Études sélectionnées
- critères d’inclusion : études transversales ou essais cliniques randomisés rapportant la précision des tests pour la détection en bouche des lésions à cellules squameuses ou celles potentiellement malignes ; étaient ciblés les tests suivants : examen visuel intrabuccal, seul ou en combinaison avec un bain de bouche au bleu de toluidine (la coloration bleue qui persiste après rinçage à l’eau indiquerait la présence de cellules cancéreuses), l’auto-examen (par le sujet lui-même), la cytologie orale, la téléconsultation (sur base de clichés envoyés par le sujet à un spécialiste) et la mise en évidence de biomarqueurs par éclairage au moyen d’appareils lumineux spéciaux ou par analyse sanguine ou salivaire
- le test de référence était l'examen et l'évaluation clinique par un clinicien ayant des connaissances ou une formation spécialisée, travaillant selon les directives diagnostiques actuelles locales éventuellement en utilisant la biopsie avec histologie lorsque cela était cliniquement approprié ; sélection finale de 18 publications, publiées entre 1986 et 2019, dont un essai clinique randomisé comparant la précision des examens buccaux conventionnels seuls ou avec rinçage au bain de bouche au bleu de toluidine ; les autres études cliniques transversales évaluaient la fiabilité des examens buccaux conventionnels (10 études), l’auto-examen (4 études) et la téléconsultation (3 études) ; aucune étude concernant la précision des tests recherchant des biomarqueurs n’a pu être sélectionnée.
Population étudiée -
- les résultats sur 72202 participants ont pu être exploités ; la population étudiée dans les 18 études comprenait exclusivement des adultes apparemment en bonne santé (sans symptômes de cancer buccal) ; elle était très hétérogène du point de vue entre autres de la région d’habitat (et de la prévalence des lésions-cibles qui y prévaut), du mode de recrutement et des habitudes de vie (consommation de tabac et/ou d’alcool).
Mesure des résultats
- mesure des résultats primaires : précision diagnostique des différents tests en comparaison -avec l’évaluation par un clinicien spécialiste, l’examen histologique après biopsie ou un suivi à long terme ; calcul de la sensibilité et de la spécificité pour chacun des tests dans chacune des publications retenues ; les différences dans la précision diagnostique ont été reflétées visuellement dans des graphiques de type « forest plot » et sur des courbes ROC
- l’influence d’éventuelles sources d’hétérogénéité telles que le type de test de référence, le délai entre la réalisation du test à l’étude et le test de référence ou encore le type de lésion-cible a été explorée
- l’outil QUADAS-2 a été utilisé pour évaluer la qualité méthodologique des études inclues et l’approche GRADE a été utilisée pour déterminer le niveau de preuve.
Résultats
- dans les 10 études (comprenant 25568 participants) qui évaluaient l’examen buccal conventionnel, la prévalence des lésions était de 1% à 51% ; dans les 7 études parmi celles-ci où la prévalence était la plus comparable à celle de la population générale, c’est à dire 10% ou moins, les données de sensibilité étaient très variables, de 50% (avec IC à 95% de 7 à 93%) à 99% (avec IC à 95% de 97 à 100%) ; par contre, les données de spécificité montraient un caractère plus cohérent : de 94% (avec IC à 95% de 88% à 97%) à 99% (avec IC à 95% de 98 à 100%)

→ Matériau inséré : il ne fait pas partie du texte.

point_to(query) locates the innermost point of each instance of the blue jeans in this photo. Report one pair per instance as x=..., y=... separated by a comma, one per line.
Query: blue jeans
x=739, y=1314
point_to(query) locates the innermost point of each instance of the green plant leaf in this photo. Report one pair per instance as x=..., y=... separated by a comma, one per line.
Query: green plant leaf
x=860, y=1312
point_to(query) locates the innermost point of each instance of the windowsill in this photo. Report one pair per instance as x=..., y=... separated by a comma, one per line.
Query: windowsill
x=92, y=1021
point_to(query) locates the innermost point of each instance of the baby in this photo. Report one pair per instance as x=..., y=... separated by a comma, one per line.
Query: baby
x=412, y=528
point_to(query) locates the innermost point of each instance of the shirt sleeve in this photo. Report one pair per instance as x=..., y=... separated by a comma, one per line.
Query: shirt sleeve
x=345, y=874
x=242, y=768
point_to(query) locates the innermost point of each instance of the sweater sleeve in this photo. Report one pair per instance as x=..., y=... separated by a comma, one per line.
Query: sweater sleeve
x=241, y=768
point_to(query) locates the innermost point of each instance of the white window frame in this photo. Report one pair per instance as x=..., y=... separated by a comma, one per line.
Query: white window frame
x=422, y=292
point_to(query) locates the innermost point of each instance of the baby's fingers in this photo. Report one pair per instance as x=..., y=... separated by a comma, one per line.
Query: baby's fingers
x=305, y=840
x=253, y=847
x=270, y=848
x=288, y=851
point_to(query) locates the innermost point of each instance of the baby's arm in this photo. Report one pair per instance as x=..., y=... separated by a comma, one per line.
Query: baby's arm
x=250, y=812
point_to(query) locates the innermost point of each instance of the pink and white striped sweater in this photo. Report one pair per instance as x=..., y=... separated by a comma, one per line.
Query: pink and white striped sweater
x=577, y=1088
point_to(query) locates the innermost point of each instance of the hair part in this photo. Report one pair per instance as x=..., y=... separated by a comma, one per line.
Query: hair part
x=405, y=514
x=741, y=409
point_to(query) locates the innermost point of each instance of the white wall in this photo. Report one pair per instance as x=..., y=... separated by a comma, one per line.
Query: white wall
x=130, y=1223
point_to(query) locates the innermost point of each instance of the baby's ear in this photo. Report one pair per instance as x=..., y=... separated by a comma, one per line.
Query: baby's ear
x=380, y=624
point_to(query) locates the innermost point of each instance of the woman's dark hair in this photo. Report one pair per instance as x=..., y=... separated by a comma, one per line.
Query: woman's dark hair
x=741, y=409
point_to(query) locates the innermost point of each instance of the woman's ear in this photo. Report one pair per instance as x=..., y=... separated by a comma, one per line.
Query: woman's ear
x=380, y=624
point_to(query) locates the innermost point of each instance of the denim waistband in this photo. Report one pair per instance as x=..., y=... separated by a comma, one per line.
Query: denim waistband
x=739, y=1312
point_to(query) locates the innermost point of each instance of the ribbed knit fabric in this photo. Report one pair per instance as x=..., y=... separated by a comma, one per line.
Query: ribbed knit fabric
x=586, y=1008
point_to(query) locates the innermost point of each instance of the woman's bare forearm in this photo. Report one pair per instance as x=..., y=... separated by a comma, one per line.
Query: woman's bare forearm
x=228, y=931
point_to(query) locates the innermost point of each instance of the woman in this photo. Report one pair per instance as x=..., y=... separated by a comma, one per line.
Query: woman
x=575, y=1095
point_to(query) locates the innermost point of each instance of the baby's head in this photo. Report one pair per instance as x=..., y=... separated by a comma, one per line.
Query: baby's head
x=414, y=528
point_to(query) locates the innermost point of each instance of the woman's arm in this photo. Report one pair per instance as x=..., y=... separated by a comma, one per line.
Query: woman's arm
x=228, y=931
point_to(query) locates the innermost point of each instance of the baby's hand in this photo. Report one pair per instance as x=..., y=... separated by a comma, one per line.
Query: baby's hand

- ces données rejoignent celles qui ressortent du seul essai clinique randomisé retenu, dans lequel l’examen buccal seul a une sensibilité de 50% (avec IC à 95% de 12% à 88%) et une spécificité de 92% (avec IC à 95% de 91% à 93%) alors que l’examen buccal combiné au rinçage au bleu de toluidine a une sensibilité de 40% (avec IC à 95% de 5% à 85%) et une spécificité de 91% (avec IC à 95% de 90% à 91%)
- parmi les 4 études traitant de l’auto-examen, 2 études rapportaient une sensibilité nettement plus basse que la spécificité alors que les valeurs de sensibilité et de spécificité étaient similaires dans les 2 autres.
- les résultats des 3 études traitant de téléconsultation sont assez comparables ; tous les détails dans le tableau ci-après.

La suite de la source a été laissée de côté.